Ivanya feeds another log into the fire in the kitchen. “Have you given any thought to where we’re going next?”

“I’ve given thought, yes,” says Sigrud.

“But?”

“But I’ve had few ideas.”

After Ivanya leaves for town in the morning, Sigrud is not sure exactly what to do, so he sits on the back porch and disassembles and cleans the Kamal rifling he chose. It’s a meditative practice for Sigrud: to disassemble and clean one’s weapon is like disassembling and cleaning and reassembling one’s mind by proxy. He does it again and again and again, listening to the cries of the sheep and the wind in the hills and the click of each rifling assembly slotting into place.

“I think it’s clean by now,” says a voice.

He turns and sees Taty watching him through a window. He nods to her, then resumes what he was doing.

She opens the door, walks out without a word, and sits in one of the wooden chairs on the porch.

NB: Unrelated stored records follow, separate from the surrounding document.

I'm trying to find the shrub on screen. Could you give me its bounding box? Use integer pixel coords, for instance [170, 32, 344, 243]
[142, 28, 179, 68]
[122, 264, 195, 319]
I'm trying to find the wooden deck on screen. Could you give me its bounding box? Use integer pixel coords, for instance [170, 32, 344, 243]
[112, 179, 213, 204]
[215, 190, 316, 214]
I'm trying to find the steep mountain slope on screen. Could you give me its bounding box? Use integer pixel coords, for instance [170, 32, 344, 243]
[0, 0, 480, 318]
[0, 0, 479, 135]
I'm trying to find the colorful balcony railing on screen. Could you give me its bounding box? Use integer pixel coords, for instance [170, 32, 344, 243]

She watches him in silence for nearly ten minutes.

“Why are you doing that?” she asks.

He snaps the clip latch pin back into place. “ ‘There is no such thing as a bad situation,’ ” he recites. “ ‘Only bad gear.’ I must know this weapon, every piece and every part, better than I know myself, if I am to use it wisely.”

“Did my mother teach you that?” she asks.

Sigrud pauses. Then he shakes his head. “No. Your mother was not an eager hand at firearms.”

“No?”

“No,” he says firmly.

Taty turns the chair a little to face him more. “What was she an eager hand at, then?”

He slides the firing pin back into the bolt housing. He thinks for a moment, then says, “Papers.”

“Papers?”

“Yes.”

“What do you mean, ‘papers’?”

“Everything Shara read,” says Sigrud, “she remembered. Or so it seemed.” He fits the extractor spring and plunger into the bolt. “Papers about history. Papers about people. Papers about papers. They were all in her brain, whenever she needed them. Perhaps she only ever learned the basics of firearms because she had too much paper in her head.”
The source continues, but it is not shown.